One of the most famous movies of all time, it was 33 years old when Topps developed a 55 card black and white set in 1966. These are rare cards and I certainly do not own any. However, I was organizing my hard drive recently and found a scan of two partial uncut sheets that make up the full set. The photo above looks to be memorialized in the bottom left corner.



Unlike the very similar Flash Gordon set, which was possibly issued in retail cello packs, King Kong appears to have actually been tested in wax packs as John Neuner's Checklist & Prices of U.S. Non Sport Wrappers has a wrapper listed with a production code of 0-418-21-01-6 (the last digit signifies the year).

Interestingly, Donruss also was given a license to produce a King Kong Set and those can be found rather easily:


(From monsterwax.com)

Topps must not have liked the results of the test they did and declined to do a national release while Donruss forged ahead. The 1965 Copyright Date is when RKO granted the license, by the way.

The backs of the Topps cards have a narrative that follows the movie, the Donruss cards have puzzle pieces. Scans of the Topps fronts and backs are hard to find, I'll post some If I ever find a few.

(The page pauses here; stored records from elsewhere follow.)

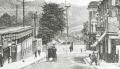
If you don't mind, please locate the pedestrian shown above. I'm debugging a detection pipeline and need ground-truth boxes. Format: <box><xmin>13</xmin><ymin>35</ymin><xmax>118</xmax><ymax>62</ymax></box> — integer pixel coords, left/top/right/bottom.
<box><xmin>48</xmin><ymin>47</ymin><xmax>53</xmax><ymax>61</ymax></box>
<box><xmin>52</xmin><ymin>46</ymin><xmax>57</xmax><ymax>61</ymax></box>
<box><xmin>91</xmin><ymin>52</ymin><xmax>97</xmax><ymax>65</ymax></box>
<box><xmin>38</xmin><ymin>50</ymin><xmax>41</xmax><ymax>56</ymax></box>
<box><xmin>69</xmin><ymin>42</ymin><xmax>73</xmax><ymax>52</ymax></box>
<box><xmin>0</xmin><ymin>54</ymin><xmax>3</xmax><ymax>67</ymax></box>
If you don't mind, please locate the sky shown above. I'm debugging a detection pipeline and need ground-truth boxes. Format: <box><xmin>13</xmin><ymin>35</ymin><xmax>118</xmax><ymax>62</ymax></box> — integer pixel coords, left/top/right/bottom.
<box><xmin>45</xmin><ymin>0</ymin><xmax>99</xmax><ymax>6</ymax></box>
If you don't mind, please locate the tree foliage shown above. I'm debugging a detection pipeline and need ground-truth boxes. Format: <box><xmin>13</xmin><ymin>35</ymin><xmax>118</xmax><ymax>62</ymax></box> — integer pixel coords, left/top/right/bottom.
<box><xmin>81</xmin><ymin>22</ymin><xmax>89</xmax><ymax>44</ymax></box>
<box><xmin>38</xmin><ymin>3</ymin><xmax>65</xmax><ymax>44</ymax></box>
<box><xmin>0</xmin><ymin>13</ymin><xmax>16</xmax><ymax>27</ymax></box>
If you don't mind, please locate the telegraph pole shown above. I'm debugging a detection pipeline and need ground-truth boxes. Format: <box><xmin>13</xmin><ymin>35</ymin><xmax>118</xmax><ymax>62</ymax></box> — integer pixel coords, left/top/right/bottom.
<box><xmin>23</xmin><ymin>0</ymin><xmax>25</xmax><ymax>27</ymax></box>
<box><xmin>16</xmin><ymin>5</ymin><xmax>18</xmax><ymax>24</ymax></box>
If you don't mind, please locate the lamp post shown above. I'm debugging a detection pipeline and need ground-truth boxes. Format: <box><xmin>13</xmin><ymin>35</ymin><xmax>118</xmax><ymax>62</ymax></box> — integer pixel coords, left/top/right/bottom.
<box><xmin>23</xmin><ymin>0</ymin><xmax>25</xmax><ymax>27</ymax></box>
<box><xmin>65</xmin><ymin>0</ymin><xmax>71</xmax><ymax>40</ymax></box>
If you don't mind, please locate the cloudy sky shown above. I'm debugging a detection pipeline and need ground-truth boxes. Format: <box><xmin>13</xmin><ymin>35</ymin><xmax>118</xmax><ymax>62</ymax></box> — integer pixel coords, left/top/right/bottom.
<box><xmin>45</xmin><ymin>0</ymin><xmax>99</xmax><ymax>6</ymax></box>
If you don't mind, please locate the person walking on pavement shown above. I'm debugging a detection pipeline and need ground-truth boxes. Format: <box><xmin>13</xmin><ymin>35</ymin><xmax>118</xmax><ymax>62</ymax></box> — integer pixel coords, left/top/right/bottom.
<box><xmin>69</xmin><ymin>42</ymin><xmax>73</xmax><ymax>52</ymax></box>
<box><xmin>91</xmin><ymin>51</ymin><xmax>97</xmax><ymax>65</ymax></box>
<box><xmin>52</xmin><ymin>45</ymin><xmax>57</xmax><ymax>61</ymax></box>
<box><xmin>35</xmin><ymin>51</ymin><xmax>37</xmax><ymax>58</ymax></box>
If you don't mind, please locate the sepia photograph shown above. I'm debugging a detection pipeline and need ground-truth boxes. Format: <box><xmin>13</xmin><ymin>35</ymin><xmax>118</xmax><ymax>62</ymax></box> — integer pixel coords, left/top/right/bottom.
<box><xmin>0</xmin><ymin>0</ymin><xmax>120</xmax><ymax>69</ymax></box>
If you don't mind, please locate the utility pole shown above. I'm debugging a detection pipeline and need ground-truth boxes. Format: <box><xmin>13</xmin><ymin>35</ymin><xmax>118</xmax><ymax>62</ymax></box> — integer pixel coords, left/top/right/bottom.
<box><xmin>16</xmin><ymin>5</ymin><xmax>18</xmax><ymax>24</ymax></box>
<box><xmin>65</xmin><ymin>0</ymin><xmax>71</xmax><ymax>38</ymax></box>
<box><xmin>23</xmin><ymin>0</ymin><xmax>25</xmax><ymax>27</ymax></box>
<box><xmin>34</xmin><ymin>12</ymin><xmax>38</xmax><ymax>38</ymax></box>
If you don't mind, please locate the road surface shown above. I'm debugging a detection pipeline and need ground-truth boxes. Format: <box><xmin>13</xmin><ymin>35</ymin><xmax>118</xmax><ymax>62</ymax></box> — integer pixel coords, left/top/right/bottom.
<box><xmin>24</xmin><ymin>44</ymin><xmax>94</xmax><ymax>69</ymax></box>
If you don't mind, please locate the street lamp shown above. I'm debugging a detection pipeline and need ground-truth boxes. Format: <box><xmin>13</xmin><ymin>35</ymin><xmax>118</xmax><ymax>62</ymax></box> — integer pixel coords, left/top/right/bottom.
<box><xmin>65</xmin><ymin>1</ymin><xmax>71</xmax><ymax>39</ymax></box>
<box><xmin>18</xmin><ymin>0</ymin><xmax>25</xmax><ymax>27</ymax></box>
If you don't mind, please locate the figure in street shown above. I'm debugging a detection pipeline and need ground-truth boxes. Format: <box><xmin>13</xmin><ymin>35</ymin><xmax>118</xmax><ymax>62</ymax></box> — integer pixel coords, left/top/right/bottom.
<box><xmin>35</xmin><ymin>51</ymin><xmax>37</xmax><ymax>58</ymax></box>
<box><xmin>38</xmin><ymin>50</ymin><xmax>41</xmax><ymax>56</ymax></box>
<box><xmin>91</xmin><ymin>52</ymin><xmax>97</xmax><ymax>65</ymax></box>
<box><xmin>52</xmin><ymin>46</ymin><xmax>57</xmax><ymax>61</ymax></box>
<box><xmin>69</xmin><ymin>42</ymin><xmax>73</xmax><ymax>52</ymax></box>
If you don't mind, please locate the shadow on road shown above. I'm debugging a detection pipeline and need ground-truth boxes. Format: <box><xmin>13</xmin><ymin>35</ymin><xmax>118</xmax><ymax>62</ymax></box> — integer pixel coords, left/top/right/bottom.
<box><xmin>74</xmin><ymin>57</ymin><xmax>85</xmax><ymax>64</ymax></box>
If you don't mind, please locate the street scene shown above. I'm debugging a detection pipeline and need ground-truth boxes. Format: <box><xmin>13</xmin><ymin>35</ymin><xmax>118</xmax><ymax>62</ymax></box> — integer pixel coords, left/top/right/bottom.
<box><xmin>0</xmin><ymin>0</ymin><xmax>120</xmax><ymax>69</ymax></box>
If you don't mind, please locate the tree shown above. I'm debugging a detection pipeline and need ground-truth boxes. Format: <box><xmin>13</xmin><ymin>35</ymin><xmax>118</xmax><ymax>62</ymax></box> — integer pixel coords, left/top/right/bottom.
<box><xmin>0</xmin><ymin>13</ymin><xmax>16</xmax><ymax>27</ymax></box>
<box><xmin>38</xmin><ymin>3</ymin><xmax>65</xmax><ymax>44</ymax></box>
<box><xmin>81</xmin><ymin>22</ymin><xmax>89</xmax><ymax>44</ymax></box>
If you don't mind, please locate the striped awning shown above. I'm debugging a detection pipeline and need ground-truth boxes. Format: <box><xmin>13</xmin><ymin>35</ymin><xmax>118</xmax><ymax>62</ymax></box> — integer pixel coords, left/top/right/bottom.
<box><xmin>91</xmin><ymin>32</ymin><xmax>107</xmax><ymax>47</ymax></box>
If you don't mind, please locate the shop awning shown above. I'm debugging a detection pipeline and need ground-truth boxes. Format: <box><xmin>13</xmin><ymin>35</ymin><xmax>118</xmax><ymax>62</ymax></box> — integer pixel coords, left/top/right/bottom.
<box><xmin>91</xmin><ymin>32</ymin><xmax>107</xmax><ymax>47</ymax></box>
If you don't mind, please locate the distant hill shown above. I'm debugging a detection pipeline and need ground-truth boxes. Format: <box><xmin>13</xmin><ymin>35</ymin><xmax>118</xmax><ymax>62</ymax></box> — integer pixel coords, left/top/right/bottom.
<box><xmin>0</xmin><ymin>0</ymin><xmax>45</xmax><ymax>16</ymax></box>
<box><xmin>64</xmin><ymin>5</ymin><xmax>89</xmax><ymax>34</ymax></box>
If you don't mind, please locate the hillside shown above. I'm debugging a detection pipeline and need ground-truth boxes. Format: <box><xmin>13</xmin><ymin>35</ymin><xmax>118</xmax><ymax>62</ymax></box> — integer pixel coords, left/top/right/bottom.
<box><xmin>66</xmin><ymin>5</ymin><xmax>89</xmax><ymax>34</ymax></box>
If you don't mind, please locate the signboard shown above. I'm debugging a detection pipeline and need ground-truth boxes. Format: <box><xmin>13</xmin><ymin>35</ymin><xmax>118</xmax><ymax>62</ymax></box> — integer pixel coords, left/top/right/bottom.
<box><xmin>108</xmin><ymin>17</ymin><xmax>119</xmax><ymax>32</ymax></box>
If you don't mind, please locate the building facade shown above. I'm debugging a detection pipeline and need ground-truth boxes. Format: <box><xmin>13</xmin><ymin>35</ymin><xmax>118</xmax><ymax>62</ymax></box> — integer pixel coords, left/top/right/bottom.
<box><xmin>88</xmin><ymin>1</ymin><xmax>99</xmax><ymax>50</ymax></box>
<box><xmin>87</xmin><ymin>0</ymin><xmax>120</xmax><ymax>62</ymax></box>
<box><xmin>0</xmin><ymin>26</ymin><xmax>33</xmax><ymax>63</ymax></box>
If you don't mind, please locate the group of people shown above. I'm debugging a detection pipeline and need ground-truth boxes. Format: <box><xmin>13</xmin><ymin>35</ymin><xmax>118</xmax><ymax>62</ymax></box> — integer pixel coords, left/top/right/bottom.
<box><xmin>47</xmin><ymin>44</ymin><xmax>57</xmax><ymax>61</ymax></box>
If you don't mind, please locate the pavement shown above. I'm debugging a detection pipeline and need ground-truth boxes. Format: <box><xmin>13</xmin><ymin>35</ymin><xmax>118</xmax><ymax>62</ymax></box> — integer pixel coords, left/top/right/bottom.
<box><xmin>0</xmin><ymin>52</ymin><xmax>46</xmax><ymax>69</ymax></box>
<box><xmin>84</xmin><ymin>51</ymin><xmax>120</xmax><ymax>69</ymax></box>
<box><xmin>0</xmin><ymin>45</ymin><xmax>120</xmax><ymax>69</ymax></box>
<box><xmin>24</xmin><ymin>45</ymin><xmax>94</xmax><ymax>69</ymax></box>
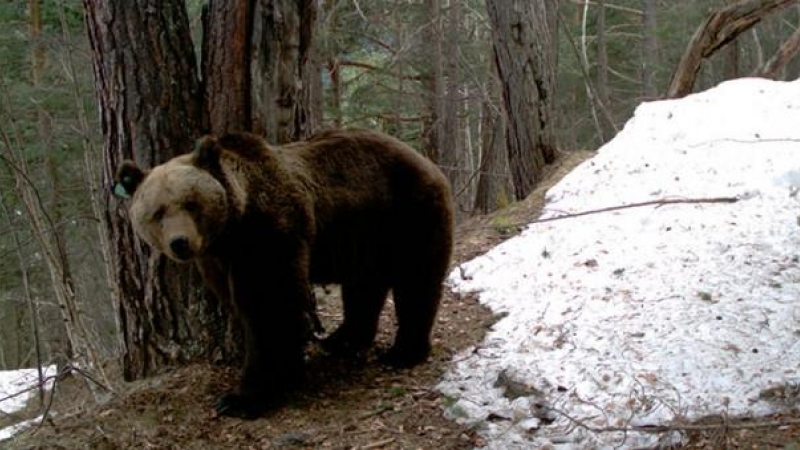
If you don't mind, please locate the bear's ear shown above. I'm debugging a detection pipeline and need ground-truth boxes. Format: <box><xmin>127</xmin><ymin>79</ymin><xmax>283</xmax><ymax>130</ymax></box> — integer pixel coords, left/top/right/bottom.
<box><xmin>194</xmin><ymin>136</ymin><xmax>222</xmax><ymax>170</ymax></box>
<box><xmin>111</xmin><ymin>159</ymin><xmax>147</xmax><ymax>198</ymax></box>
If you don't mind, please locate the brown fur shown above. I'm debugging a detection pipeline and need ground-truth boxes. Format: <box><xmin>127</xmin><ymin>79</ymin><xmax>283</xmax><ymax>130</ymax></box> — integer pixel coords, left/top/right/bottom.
<box><xmin>113</xmin><ymin>130</ymin><xmax>453</xmax><ymax>417</ymax></box>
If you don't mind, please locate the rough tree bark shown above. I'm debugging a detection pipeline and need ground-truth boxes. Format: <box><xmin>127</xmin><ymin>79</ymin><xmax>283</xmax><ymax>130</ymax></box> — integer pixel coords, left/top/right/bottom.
<box><xmin>84</xmin><ymin>0</ymin><xmax>225</xmax><ymax>380</ymax></box>
<box><xmin>420</xmin><ymin>0</ymin><xmax>444</xmax><ymax>164</ymax></box>
<box><xmin>486</xmin><ymin>0</ymin><xmax>558</xmax><ymax>200</ymax></box>
<box><xmin>84</xmin><ymin>0</ymin><xmax>319</xmax><ymax>379</ymax></box>
<box><xmin>667</xmin><ymin>0</ymin><xmax>797</xmax><ymax>98</ymax></box>
<box><xmin>255</xmin><ymin>0</ymin><xmax>322</xmax><ymax>144</ymax></box>
<box><xmin>473</xmin><ymin>67</ymin><xmax>509</xmax><ymax>214</ymax></box>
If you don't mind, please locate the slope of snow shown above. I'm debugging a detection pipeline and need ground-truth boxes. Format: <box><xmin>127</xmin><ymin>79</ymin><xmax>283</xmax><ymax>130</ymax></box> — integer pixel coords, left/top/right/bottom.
<box><xmin>0</xmin><ymin>365</ymin><xmax>56</xmax><ymax>441</ymax></box>
<box><xmin>439</xmin><ymin>79</ymin><xmax>800</xmax><ymax>449</ymax></box>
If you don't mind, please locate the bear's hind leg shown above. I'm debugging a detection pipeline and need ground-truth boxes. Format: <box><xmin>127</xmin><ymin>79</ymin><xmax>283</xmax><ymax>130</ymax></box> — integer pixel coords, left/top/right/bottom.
<box><xmin>383</xmin><ymin>276</ymin><xmax>442</xmax><ymax>367</ymax></box>
<box><xmin>322</xmin><ymin>280</ymin><xmax>389</xmax><ymax>356</ymax></box>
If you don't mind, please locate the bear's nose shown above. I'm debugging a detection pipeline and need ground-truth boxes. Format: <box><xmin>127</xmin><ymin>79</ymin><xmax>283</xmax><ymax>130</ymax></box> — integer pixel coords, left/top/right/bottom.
<box><xmin>169</xmin><ymin>236</ymin><xmax>192</xmax><ymax>260</ymax></box>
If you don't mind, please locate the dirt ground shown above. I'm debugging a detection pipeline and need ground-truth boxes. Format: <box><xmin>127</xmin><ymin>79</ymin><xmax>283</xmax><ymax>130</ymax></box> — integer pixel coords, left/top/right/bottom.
<box><xmin>6</xmin><ymin>152</ymin><xmax>800</xmax><ymax>450</ymax></box>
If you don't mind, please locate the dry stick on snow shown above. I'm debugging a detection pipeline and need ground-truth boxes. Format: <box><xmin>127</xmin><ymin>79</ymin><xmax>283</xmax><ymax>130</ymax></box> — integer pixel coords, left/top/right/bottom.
<box><xmin>543</xmin><ymin>406</ymin><xmax>800</xmax><ymax>434</ymax></box>
<box><xmin>530</xmin><ymin>197</ymin><xmax>739</xmax><ymax>223</ymax></box>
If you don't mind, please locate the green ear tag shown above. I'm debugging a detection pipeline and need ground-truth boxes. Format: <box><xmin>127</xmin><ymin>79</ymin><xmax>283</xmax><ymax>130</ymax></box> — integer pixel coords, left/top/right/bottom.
<box><xmin>114</xmin><ymin>183</ymin><xmax>131</xmax><ymax>198</ymax></box>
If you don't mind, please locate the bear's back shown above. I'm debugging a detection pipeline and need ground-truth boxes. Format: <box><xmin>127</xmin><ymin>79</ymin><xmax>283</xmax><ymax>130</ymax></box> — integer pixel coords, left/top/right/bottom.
<box><xmin>279</xmin><ymin>130</ymin><xmax>453</xmax><ymax>283</ymax></box>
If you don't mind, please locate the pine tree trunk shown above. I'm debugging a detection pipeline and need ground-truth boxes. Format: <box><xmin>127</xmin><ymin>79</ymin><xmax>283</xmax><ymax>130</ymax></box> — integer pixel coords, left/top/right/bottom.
<box><xmin>667</xmin><ymin>0</ymin><xmax>797</xmax><ymax>98</ymax></box>
<box><xmin>486</xmin><ymin>0</ymin><xmax>558</xmax><ymax>200</ymax></box>
<box><xmin>642</xmin><ymin>0</ymin><xmax>658</xmax><ymax>100</ymax></box>
<box><xmin>84</xmin><ymin>0</ymin><xmax>321</xmax><ymax>380</ymax></box>
<box><xmin>84</xmin><ymin>0</ymin><xmax>238</xmax><ymax>380</ymax></box>
<box><xmin>251</xmin><ymin>0</ymin><xmax>322</xmax><ymax>144</ymax></box>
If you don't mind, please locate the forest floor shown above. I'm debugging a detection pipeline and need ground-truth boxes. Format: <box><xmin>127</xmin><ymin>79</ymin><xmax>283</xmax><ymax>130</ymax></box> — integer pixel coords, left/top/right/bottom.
<box><xmin>9</xmin><ymin>152</ymin><xmax>800</xmax><ymax>449</ymax></box>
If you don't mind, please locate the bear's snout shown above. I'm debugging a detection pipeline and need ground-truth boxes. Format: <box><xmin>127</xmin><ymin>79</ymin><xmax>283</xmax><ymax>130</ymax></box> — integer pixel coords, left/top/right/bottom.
<box><xmin>169</xmin><ymin>236</ymin><xmax>192</xmax><ymax>261</ymax></box>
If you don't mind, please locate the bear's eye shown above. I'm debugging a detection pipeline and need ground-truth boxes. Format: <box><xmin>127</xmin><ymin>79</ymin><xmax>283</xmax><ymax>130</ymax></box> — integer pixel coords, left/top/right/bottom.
<box><xmin>183</xmin><ymin>200</ymin><xmax>200</xmax><ymax>213</ymax></box>
<box><xmin>153</xmin><ymin>206</ymin><xmax>166</xmax><ymax>222</ymax></box>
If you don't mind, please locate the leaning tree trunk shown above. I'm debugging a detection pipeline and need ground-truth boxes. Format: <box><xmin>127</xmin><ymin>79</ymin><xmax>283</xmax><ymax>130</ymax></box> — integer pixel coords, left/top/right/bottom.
<box><xmin>84</xmin><ymin>0</ymin><xmax>237</xmax><ymax>380</ymax></box>
<box><xmin>486</xmin><ymin>0</ymin><xmax>558</xmax><ymax>200</ymax></box>
<box><xmin>667</xmin><ymin>0</ymin><xmax>797</xmax><ymax>98</ymax></box>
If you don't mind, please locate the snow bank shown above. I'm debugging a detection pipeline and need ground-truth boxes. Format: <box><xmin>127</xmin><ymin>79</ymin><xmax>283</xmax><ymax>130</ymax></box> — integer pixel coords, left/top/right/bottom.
<box><xmin>0</xmin><ymin>365</ymin><xmax>56</xmax><ymax>441</ymax></box>
<box><xmin>439</xmin><ymin>79</ymin><xmax>800</xmax><ymax>449</ymax></box>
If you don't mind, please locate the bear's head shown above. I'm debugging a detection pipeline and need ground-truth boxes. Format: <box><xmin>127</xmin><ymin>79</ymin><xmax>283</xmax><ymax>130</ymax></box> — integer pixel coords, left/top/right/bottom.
<box><xmin>113</xmin><ymin>137</ymin><xmax>230</xmax><ymax>262</ymax></box>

While I understand the appeal of both Flash Gordon and King Kong as they were all over TV in the 60's, why Topps issued black and white cards in the 1960's is beyond me.

2 comments:

chickcomics said...

My understanding is that RKO delivered a copy of the King Kong Movie to Topps to take images from, and they rented a movieola and got the pictures. When they decided not to go ahead with production, the sold their images to Donruss, who used many of them in their release. That story was related by Bob Marks based on memories of Topps people in Wrapper #150 (Oct 1997).

toppcat said...

Chick....thanks for this-I had forgotten about the Wrapper article entirely. I contacted Les and he gave me the OK to post some scans of issue #150 so an update is imminent.